Il n’y a pas d’ex-combattants armés mais un groupe de jeunes qui espéraient avoir une place dans la garde républicaine. Nous leur avons fait comprendre que le président s’y était opposé. Tous les sites qu’ils occupaient à Abidjan ont été libérés. D’ailleurs, il n’y avait pas tant d’armes que ça. Dans une cité universitaire où 200 jeunes étaient regroupés, seules quatre armes ont été retrouvées et déposées par la suite. La situation se normalise dans des conditions que je trouve très satisfaisantes.
Les experts de l’ONU estiment pourtant que le nombre d’armes en circulation est inquiétant…
C’est un rapport qui date d’un an. Depuis, la situation a évolué. Il est vrai que çà et là les experts ont signalé des armes mais elles ont été récupérées. L’état-major est engagé dans une opération de marquage pour savoir exactement à qui elles sont attribuées.
Si la sécurité est en nette amélioration, la criminalité urbaine demeure, comme le montre le phénomène des Microbes…
Les Microbes sont avant tout des enfants traumatisés par la guerre.
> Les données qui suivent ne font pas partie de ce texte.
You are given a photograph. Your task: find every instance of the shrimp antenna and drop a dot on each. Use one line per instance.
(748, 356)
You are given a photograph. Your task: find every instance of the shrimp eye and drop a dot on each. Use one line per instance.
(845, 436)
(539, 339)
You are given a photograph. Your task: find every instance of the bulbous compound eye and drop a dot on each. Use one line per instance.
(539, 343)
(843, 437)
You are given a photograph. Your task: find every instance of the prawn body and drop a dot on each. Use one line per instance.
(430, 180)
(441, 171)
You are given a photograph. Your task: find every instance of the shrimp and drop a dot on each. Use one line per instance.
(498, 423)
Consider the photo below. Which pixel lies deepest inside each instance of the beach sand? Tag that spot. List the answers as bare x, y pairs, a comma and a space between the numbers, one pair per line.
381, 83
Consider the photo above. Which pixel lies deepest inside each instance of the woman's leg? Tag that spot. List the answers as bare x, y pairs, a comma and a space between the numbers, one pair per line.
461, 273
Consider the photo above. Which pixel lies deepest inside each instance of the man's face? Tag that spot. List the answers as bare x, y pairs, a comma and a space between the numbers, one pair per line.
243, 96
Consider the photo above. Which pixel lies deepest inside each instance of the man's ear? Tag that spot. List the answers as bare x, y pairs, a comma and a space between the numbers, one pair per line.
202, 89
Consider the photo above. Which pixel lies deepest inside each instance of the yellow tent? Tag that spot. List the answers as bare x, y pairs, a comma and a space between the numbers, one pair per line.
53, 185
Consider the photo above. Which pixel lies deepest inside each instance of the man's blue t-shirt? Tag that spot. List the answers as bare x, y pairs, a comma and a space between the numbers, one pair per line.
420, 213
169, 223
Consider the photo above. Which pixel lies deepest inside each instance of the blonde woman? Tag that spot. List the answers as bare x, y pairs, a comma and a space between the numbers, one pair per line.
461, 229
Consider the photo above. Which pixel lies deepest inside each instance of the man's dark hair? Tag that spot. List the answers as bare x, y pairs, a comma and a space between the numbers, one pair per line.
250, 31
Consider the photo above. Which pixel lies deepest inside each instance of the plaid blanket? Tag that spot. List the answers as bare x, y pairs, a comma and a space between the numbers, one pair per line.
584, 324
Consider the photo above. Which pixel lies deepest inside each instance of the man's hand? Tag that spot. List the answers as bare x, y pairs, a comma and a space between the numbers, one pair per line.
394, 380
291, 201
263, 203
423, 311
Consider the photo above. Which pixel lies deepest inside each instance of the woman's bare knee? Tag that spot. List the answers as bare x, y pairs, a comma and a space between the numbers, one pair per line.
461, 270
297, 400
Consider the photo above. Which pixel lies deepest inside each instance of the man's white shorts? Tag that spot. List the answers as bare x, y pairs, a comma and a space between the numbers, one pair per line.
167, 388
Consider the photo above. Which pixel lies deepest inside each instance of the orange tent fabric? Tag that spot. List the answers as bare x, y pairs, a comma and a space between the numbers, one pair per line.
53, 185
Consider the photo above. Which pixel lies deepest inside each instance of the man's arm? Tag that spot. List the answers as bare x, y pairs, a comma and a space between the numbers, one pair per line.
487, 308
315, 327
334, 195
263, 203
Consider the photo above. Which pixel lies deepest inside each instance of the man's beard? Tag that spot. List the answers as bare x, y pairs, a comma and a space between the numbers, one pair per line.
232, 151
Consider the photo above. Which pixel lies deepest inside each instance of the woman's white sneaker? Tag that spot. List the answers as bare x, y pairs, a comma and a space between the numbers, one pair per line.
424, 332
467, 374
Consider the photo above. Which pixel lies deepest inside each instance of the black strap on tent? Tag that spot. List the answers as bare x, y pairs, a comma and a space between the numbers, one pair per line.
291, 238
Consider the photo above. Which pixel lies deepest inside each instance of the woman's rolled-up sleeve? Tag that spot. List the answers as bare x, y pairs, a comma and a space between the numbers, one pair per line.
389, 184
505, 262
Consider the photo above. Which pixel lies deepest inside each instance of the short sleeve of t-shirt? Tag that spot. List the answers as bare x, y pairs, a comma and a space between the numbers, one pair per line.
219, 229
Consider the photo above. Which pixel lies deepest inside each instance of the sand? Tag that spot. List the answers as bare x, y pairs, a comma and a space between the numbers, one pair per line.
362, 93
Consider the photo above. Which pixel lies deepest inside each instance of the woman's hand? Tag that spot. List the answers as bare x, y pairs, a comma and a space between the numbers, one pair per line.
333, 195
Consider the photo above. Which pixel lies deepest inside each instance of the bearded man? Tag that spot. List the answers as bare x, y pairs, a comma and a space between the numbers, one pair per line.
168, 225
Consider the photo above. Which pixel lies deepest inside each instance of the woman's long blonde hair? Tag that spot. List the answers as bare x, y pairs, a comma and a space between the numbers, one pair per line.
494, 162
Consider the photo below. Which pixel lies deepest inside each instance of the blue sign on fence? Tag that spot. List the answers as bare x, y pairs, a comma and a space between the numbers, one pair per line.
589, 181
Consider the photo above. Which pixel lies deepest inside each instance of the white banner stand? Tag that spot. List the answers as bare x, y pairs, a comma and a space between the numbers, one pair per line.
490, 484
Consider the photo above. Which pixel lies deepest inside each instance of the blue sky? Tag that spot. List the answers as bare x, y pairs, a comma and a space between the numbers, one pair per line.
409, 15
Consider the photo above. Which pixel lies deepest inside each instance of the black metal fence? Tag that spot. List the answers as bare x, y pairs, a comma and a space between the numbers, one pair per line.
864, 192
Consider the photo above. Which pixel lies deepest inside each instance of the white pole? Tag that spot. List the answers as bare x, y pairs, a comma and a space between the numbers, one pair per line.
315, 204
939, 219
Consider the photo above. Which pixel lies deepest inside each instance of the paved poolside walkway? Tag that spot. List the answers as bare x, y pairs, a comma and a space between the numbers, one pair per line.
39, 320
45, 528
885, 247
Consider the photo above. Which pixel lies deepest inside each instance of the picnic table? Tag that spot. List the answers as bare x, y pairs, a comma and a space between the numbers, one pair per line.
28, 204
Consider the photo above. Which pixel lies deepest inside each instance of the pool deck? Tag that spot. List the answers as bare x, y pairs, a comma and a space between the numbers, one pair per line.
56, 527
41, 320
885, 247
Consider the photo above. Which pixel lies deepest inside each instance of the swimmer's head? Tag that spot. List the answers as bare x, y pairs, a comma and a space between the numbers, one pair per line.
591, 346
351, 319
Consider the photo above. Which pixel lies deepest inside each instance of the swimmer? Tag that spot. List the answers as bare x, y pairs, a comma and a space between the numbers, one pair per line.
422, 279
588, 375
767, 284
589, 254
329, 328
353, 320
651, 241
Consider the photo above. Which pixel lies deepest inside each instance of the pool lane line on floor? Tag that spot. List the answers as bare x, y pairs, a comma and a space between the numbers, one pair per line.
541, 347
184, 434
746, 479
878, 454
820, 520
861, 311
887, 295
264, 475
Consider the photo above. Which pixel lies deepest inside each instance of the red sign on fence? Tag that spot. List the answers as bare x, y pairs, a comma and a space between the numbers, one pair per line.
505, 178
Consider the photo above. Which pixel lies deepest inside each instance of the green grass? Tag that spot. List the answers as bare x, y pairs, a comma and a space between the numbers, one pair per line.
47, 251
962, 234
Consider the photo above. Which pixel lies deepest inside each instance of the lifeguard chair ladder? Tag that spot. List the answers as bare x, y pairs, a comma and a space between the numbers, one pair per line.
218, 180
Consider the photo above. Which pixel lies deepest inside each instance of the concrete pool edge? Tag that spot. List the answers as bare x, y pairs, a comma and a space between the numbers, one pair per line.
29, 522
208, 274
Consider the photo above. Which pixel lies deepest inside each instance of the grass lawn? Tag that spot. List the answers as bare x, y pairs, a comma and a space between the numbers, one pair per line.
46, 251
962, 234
Nous avons créé des centres de resocialisation où ils sont traités. Le retour de la Banque africaine de développement est la preuve que la sécurité en Côte d’Ivoire s’est fortement améliorée, et nous entendons la consolider.
La Direction de la surveillance du territoire permet de lutter contre l’insécurité. Au sein de l’opposition, certains dénoncent des cas de torture. Que leur répondez-vous ?
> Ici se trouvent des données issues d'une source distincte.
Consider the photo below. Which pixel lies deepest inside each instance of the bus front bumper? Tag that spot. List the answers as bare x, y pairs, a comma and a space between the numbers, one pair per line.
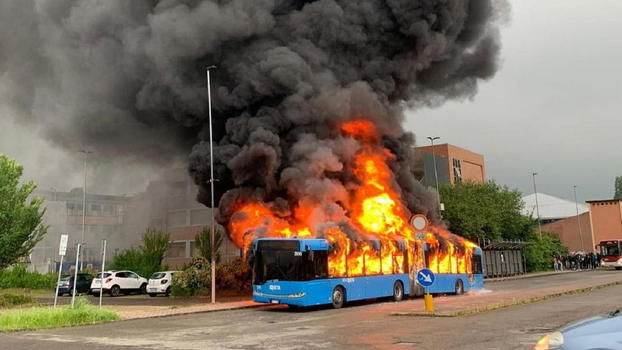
289, 299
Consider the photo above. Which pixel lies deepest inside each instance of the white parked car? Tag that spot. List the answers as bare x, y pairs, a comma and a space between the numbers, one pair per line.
117, 282
160, 283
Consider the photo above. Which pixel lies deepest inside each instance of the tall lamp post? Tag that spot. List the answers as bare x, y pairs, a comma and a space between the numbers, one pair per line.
211, 160
535, 191
432, 139
86, 154
576, 204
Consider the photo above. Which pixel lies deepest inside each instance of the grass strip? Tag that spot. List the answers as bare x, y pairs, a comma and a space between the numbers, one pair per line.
503, 305
8, 301
47, 317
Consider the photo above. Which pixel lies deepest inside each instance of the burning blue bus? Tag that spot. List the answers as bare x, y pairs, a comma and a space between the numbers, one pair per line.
295, 272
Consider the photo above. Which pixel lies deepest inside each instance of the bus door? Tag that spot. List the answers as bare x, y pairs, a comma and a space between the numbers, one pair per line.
415, 289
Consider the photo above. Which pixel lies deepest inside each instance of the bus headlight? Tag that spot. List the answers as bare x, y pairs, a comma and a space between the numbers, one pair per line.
550, 341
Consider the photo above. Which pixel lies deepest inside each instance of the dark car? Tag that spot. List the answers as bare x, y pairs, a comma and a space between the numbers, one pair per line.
65, 286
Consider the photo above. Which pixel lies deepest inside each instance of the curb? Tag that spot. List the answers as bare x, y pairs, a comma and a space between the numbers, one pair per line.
510, 278
197, 311
504, 305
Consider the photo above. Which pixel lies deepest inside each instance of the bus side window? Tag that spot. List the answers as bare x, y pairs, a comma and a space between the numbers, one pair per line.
320, 261
476, 264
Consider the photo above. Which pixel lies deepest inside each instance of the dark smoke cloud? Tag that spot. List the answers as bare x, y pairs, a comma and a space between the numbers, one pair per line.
128, 77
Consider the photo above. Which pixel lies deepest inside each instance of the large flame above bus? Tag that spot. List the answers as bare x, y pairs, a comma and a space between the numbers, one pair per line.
368, 226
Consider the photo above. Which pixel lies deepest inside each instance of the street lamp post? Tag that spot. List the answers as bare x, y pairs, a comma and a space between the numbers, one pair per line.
211, 159
432, 139
576, 204
535, 191
86, 153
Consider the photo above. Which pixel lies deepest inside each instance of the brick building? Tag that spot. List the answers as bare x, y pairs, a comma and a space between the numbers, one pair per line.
602, 221
453, 164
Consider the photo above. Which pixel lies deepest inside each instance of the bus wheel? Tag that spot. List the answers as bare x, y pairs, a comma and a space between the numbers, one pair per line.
339, 297
459, 287
398, 291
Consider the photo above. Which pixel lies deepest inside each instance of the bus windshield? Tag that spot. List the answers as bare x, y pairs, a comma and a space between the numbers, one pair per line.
287, 263
611, 248
281, 265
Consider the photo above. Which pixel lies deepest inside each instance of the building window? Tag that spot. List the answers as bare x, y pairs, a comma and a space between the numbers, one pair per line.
457, 171
199, 217
177, 218
74, 209
108, 210
95, 210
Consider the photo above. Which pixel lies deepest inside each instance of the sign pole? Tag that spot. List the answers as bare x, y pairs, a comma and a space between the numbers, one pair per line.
101, 279
60, 270
62, 250
75, 276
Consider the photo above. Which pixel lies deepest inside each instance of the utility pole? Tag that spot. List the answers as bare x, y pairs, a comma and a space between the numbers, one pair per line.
211, 160
432, 139
86, 153
576, 204
535, 191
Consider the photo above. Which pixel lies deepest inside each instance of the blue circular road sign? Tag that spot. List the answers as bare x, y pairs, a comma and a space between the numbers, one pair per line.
425, 277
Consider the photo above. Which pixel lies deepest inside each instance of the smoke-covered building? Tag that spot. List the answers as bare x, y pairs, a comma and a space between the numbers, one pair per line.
170, 205
453, 164
106, 218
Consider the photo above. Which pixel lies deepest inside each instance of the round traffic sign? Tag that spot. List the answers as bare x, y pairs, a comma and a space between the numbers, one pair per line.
425, 277
419, 222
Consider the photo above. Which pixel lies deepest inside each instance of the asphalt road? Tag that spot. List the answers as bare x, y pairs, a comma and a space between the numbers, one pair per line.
361, 326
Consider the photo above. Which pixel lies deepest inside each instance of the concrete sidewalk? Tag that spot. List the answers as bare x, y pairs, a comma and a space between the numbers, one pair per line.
488, 300
446, 306
136, 312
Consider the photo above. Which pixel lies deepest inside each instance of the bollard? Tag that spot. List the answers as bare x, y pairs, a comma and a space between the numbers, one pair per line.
429, 303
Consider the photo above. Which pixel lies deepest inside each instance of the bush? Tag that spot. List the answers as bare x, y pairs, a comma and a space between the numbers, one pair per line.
194, 279
539, 253
234, 277
47, 317
19, 277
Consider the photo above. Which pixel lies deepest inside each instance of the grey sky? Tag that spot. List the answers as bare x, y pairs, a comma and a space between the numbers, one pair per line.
553, 107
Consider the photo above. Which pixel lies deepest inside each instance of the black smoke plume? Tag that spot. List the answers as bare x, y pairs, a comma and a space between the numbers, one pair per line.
127, 78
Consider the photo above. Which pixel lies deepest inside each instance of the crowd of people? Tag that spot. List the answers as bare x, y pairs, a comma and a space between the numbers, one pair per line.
576, 261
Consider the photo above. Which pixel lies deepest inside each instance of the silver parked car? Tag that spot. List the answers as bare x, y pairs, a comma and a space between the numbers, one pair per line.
603, 332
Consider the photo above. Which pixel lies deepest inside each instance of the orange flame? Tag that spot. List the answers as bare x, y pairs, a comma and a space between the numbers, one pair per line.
384, 239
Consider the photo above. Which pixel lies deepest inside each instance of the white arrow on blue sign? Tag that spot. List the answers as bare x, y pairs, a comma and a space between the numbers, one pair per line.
425, 277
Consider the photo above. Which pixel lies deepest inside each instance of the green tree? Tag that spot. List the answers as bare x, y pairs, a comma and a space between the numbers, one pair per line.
486, 210
540, 252
21, 215
203, 243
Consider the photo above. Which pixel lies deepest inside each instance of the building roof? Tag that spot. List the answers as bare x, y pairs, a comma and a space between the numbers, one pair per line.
551, 207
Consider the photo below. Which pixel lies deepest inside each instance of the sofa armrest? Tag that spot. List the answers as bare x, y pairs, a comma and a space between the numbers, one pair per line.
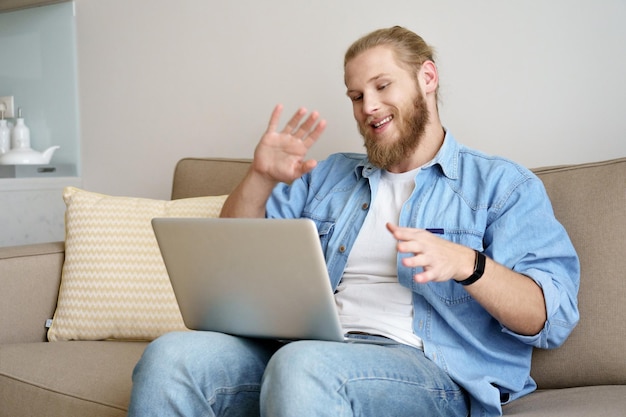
30, 276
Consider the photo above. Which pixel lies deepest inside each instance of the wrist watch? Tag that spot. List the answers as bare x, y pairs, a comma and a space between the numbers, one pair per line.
479, 269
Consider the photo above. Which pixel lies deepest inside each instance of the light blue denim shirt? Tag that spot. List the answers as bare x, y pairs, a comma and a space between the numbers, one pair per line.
483, 202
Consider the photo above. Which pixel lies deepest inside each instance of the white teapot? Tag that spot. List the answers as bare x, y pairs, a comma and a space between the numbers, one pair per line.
21, 153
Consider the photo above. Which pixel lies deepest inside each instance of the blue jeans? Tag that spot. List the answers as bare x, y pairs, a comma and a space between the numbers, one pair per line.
213, 374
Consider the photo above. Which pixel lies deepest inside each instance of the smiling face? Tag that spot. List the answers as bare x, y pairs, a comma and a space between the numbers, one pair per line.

Je n’ai pas connaissance de cas de torture en Côte d’Ivoire. Ceux qui l’affirment ont-ils des preuves ? Nous avons en tout cas donné des instructions fermes à nos collaborateurs pour qu’ils travaillent au maintien de l’ordre dans le respect le plus strict de la loi et des standards internationaux.
Êtes-vous partisan d’une réunification du RDR et du PDCI ?
Tout ce qui rassemble renforce. C’est un gage de stabilité pour demain. Toutes les ambitions personnelles doivent s’incliner devant le rassemblement des houphouétistes.